Jijhotia Brahmin

Regions with significant populations
- Uttar Pradesh, Madhya Pradesh, Bihar

Languages
- Hindi

Religion
- Hinduism

Related ethnic groups
- Kanyakubja Brahmin

= Jijhotia Brahmin =

Brahmin community of northern and central India

Jijhotia Brahmin also spelled Jujhautiya or Jijhautia are a Brahmin community found in North and Central India. Their historical connection is said to be with Bundelkhand and the Jijhota region. Ethnography literature on caste issues from the 19th century mentions the Jijhotia Brahmins among the Brahmin groups of Central India.

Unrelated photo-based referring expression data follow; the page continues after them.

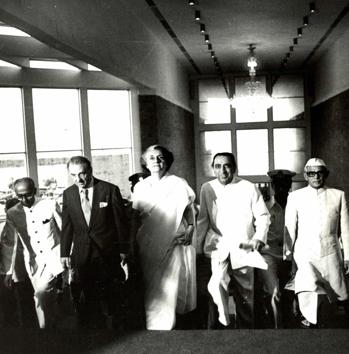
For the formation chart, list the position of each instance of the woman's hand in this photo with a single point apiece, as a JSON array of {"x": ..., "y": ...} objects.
[{"x": 186, "y": 238}]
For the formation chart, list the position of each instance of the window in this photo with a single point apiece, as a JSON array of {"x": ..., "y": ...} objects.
[
  {"x": 12, "y": 145},
  {"x": 261, "y": 139},
  {"x": 111, "y": 142},
  {"x": 57, "y": 135}
]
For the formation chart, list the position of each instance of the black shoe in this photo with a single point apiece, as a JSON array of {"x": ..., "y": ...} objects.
[{"x": 305, "y": 324}]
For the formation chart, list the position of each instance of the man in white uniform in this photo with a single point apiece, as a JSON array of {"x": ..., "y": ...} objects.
[
  {"x": 232, "y": 212},
  {"x": 37, "y": 222},
  {"x": 316, "y": 227}
]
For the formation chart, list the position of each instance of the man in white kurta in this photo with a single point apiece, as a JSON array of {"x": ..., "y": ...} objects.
[
  {"x": 316, "y": 228},
  {"x": 37, "y": 223},
  {"x": 232, "y": 213}
]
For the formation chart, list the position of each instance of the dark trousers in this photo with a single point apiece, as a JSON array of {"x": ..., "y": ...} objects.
[
  {"x": 96, "y": 292},
  {"x": 17, "y": 305},
  {"x": 242, "y": 287}
]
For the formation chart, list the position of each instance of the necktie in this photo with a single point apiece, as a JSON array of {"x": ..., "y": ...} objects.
[{"x": 85, "y": 205}]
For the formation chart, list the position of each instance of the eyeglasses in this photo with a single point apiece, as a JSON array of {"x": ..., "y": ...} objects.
[{"x": 317, "y": 173}]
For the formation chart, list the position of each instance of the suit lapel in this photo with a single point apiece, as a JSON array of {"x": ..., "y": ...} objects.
[
  {"x": 77, "y": 201},
  {"x": 97, "y": 194}
]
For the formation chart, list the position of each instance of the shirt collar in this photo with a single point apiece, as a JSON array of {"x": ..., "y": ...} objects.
[
  {"x": 89, "y": 186},
  {"x": 317, "y": 191}
]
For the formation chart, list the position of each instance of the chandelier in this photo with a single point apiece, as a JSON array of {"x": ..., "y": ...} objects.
[{"x": 254, "y": 96}]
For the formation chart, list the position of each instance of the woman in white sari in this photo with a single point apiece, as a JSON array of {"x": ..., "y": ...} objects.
[{"x": 167, "y": 258}]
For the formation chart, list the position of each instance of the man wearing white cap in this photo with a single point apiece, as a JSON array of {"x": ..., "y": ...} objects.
[{"x": 316, "y": 225}]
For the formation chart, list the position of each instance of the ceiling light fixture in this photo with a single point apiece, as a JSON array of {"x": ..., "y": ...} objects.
[
  {"x": 305, "y": 21},
  {"x": 197, "y": 16},
  {"x": 312, "y": 7},
  {"x": 255, "y": 97}
]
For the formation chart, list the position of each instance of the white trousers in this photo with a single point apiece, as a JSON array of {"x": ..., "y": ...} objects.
[{"x": 45, "y": 297}]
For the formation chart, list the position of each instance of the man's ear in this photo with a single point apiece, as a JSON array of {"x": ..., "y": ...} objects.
[{"x": 305, "y": 176}]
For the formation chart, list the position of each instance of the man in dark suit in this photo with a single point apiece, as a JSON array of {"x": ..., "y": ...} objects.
[{"x": 94, "y": 241}]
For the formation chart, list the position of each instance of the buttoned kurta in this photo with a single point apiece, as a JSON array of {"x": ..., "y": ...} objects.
[
  {"x": 230, "y": 215},
  {"x": 317, "y": 224},
  {"x": 39, "y": 230}
]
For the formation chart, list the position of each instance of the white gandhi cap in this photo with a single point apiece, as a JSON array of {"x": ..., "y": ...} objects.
[{"x": 315, "y": 162}]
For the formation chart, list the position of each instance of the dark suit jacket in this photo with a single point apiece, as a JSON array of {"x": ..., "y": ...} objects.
[{"x": 108, "y": 229}]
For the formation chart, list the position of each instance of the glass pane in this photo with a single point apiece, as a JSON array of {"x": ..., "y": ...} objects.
[
  {"x": 57, "y": 119},
  {"x": 109, "y": 114},
  {"x": 288, "y": 109},
  {"x": 11, "y": 117},
  {"x": 12, "y": 166},
  {"x": 113, "y": 166},
  {"x": 252, "y": 151},
  {"x": 210, "y": 143},
  {"x": 290, "y": 149},
  {"x": 52, "y": 173},
  {"x": 251, "y": 108},
  {"x": 215, "y": 111}
]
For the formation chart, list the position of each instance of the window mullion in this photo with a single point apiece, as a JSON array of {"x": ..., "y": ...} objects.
[{"x": 30, "y": 142}]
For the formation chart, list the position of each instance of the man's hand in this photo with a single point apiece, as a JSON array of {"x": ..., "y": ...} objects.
[
  {"x": 256, "y": 245},
  {"x": 8, "y": 282},
  {"x": 66, "y": 262},
  {"x": 346, "y": 267},
  {"x": 124, "y": 265}
]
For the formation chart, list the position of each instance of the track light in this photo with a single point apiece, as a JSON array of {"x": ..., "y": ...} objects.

The Jijhotia Brahmins are also mentioned in anthropological literature published under the People of India project relating to Uttar Pradesh. The community's historical presence is said to be particularly associated with Bundelkhand and its surrounding areas.

== History ==
The name of the Jijhautia Brahmins is said to be associated with the historical region Jijhoti, which is believed to be one of the ancient names of Bundelkhand. Ethnographic literature of the 19th century includes the Jijhautia among the native Brahmin groups of Central India and describes them as being found primarily in Bundelkhand and surrounding areas.

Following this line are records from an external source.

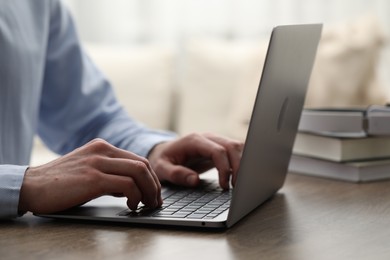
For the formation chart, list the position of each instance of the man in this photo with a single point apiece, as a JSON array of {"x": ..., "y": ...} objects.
[{"x": 49, "y": 86}]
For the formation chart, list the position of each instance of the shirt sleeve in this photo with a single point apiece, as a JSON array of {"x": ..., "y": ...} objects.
[
  {"x": 11, "y": 178},
  {"x": 78, "y": 102}
]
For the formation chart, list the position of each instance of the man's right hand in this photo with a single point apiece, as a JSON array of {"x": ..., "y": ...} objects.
[{"x": 88, "y": 172}]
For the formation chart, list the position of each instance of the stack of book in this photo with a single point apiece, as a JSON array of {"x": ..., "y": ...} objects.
[{"x": 345, "y": 144}]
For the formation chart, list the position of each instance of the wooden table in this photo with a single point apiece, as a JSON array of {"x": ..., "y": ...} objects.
[{"x": 310, "y": 218}]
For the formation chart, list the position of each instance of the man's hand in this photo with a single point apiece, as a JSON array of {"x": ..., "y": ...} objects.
[
  {"x": 93, "y": 170},
  {"x": 180, "y": 161}
]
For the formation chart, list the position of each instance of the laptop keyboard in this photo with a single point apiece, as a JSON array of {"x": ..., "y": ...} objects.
[{"x": 206, "y": 202}]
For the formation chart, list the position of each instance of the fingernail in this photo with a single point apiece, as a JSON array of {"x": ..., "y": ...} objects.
[{"x": 192, "y": 180}]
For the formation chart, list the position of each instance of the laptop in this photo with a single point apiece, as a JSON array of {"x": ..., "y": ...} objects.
[{"x": 267, "y": 150}]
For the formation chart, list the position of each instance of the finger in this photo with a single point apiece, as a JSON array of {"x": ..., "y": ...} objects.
[
  {"x": 114, "y": 184},
  {"x": 146, "y": 181},
  {"x": 234, "y": 150},
  {"x": 178, "y": 175},
  {"x": 217, "y": 153}
]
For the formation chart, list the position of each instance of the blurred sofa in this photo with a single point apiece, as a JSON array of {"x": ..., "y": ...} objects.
[{"x": 210, "y": 84}]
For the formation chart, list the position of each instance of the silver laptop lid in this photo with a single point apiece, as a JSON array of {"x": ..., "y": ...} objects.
[{"x": 275, "y": 117}]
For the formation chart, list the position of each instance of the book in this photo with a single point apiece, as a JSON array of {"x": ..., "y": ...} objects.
[
  {"x": 363, "y": 171},
  {"x": 347, "y": 122},
  {"x": 341, "y": 149}
]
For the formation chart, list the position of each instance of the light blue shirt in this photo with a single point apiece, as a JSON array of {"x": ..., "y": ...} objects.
[{"x": 49, "y": 86}]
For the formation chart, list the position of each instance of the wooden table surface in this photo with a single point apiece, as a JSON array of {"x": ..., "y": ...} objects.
[{"x": 310, "y": 218}]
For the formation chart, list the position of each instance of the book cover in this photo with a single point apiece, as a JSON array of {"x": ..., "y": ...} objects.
[
  {"x": 351, "y": 122},
  {"x": 363, "y": 171},
  {"x": 342, "y": 149}
]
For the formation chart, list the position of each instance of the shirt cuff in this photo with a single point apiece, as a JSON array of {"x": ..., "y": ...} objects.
[{"x": 11, "y": 179}]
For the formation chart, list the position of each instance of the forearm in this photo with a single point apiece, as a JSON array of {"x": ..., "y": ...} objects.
[{"x": 11, "y": 179}]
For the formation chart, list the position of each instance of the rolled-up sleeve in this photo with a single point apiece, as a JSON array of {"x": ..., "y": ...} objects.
[{"x": 78, "y": 102}]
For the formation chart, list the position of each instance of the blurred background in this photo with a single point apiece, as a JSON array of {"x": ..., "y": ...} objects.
[
  {"x": 194, "y": 65},
  {"x": 202, "y": 50}
]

G.S.Ghurye, while referring to the sub-castes of Brahmins of the United Provinces, has also said that the name Jijhautia is derived from Jijhauti.

Historical records also associate the name Jijhauti with the Chandela-ruled region of Jejakabhukti. The Corpus Inscriptionum Indicarum mentions that the name Jejakabhukti later became popular as Jijhauti, and the name of the Jijhautiya Brahmins was associated with this region.

== Distribution ==
Jijhautia Brahmins are found primarily in North and Central India. Historically, their main presence has been in Bundelkhand and its surrounding areas. In 1896, Jogendra Nath Bhattacharya described the Jijhautia Brahmins as a Brahmin group of Central India, found primarily in Bundelkhand and its surrounding areas.

According to People of India: Uttar Pradesh, the presence of Jijhautia Brahmins in Uttar Pradesh is recorded, particularly in the Hamirpur, Jhansi and Banda areas of the Bundelkhand region. In Madhya Pradesh, Chhatarpur is reported to be the main centre of the community.

== Social Structure ==
The Jijhautia Brahmins are described in ethnographic sources as a regional group within the Brahmin community. They are historically associated with the Jijhauti (Jajhoti) region, which belonged to the historical region of Bundelkhand.

The community's geographical presence is recorded in northern and central India. Modern demographic sources record the presence of Jijhautia Brahmins in Uttar Pradesh,Bihar, and Madhya Pradesh.

== Marriage and Social Relations ==
Changes in the social relations of the Jijhautia Brahmins have been recorded over time. The 1931 Indian Census records instances of intermarriage between Jijhautia and Kanyakubja Brahmins. The same report also records a trend of increasing marriage alliances between different Brahmin sub-castes.

== Notable people ==
- Sahajanand Saraswati (1889–1950) — Indian independence movement activist, social reformer, and peasant leader. He was born in Ghazipur district into a Jujhautia Brahmin family. He later became one of the prominent leaders of the peasant movement in Bihar and played a key role in the formation of the All India Kisan Sabha.